There is also a parameters section corresponding to parameters defined for the Agave application. This should be a YAML collection whose keys are the id’s of the parameters and the values are the values to be supplied to the app.

The outputs section is given as a list of strings of the form <relative_path> -> <identifier>. Here, a <relative_path> refers to a path relative the job work directory. In a future release, endofday will support supplying the Agave application output id instead of a relative path; however, since defining outputs is optional when registering an Agave application, this approach will only be valid for some applications. The <identifier> can be any valid string and is used to reference the output in other sections of the workflow definition.

Running in Agave

Any endofday workflow can be executed remotely and asynchronously in the Agave cloud if the Agave tenant is configured with the required execution resources needed to do so.

Warning

Because of the computational resources required to run endofday executions, remote endofday execution is not available in all tenants. Check with your tenant administrator or contact the core Agave development team if you are interested in this feature.

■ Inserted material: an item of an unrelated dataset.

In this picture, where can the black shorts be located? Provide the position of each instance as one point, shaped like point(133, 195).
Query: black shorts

The endofday binary itself is registered as an Agave application for participating tenants, and as such, users can manually submit jobs to the Agave jobs service to launch endofday remotely. As a shortcut, users can simply pass the --agave flag to the endofday binary; for example:

$ ./endofday.sh --agave approximate_pi.yml

Using the --agave flag, endofday will first upload any global inputs that reference local files or folders to the configured Agave storage system and then submit an appropriate job to execute the entire workflow. The local endofday process exits as soon as the job is submitted and logs the job id to standard output. When the job completes, the results are automatically archived to the configured storage system. By specifying an address for email in your agave configuration in endofday, you will receive an email when the outputs are available.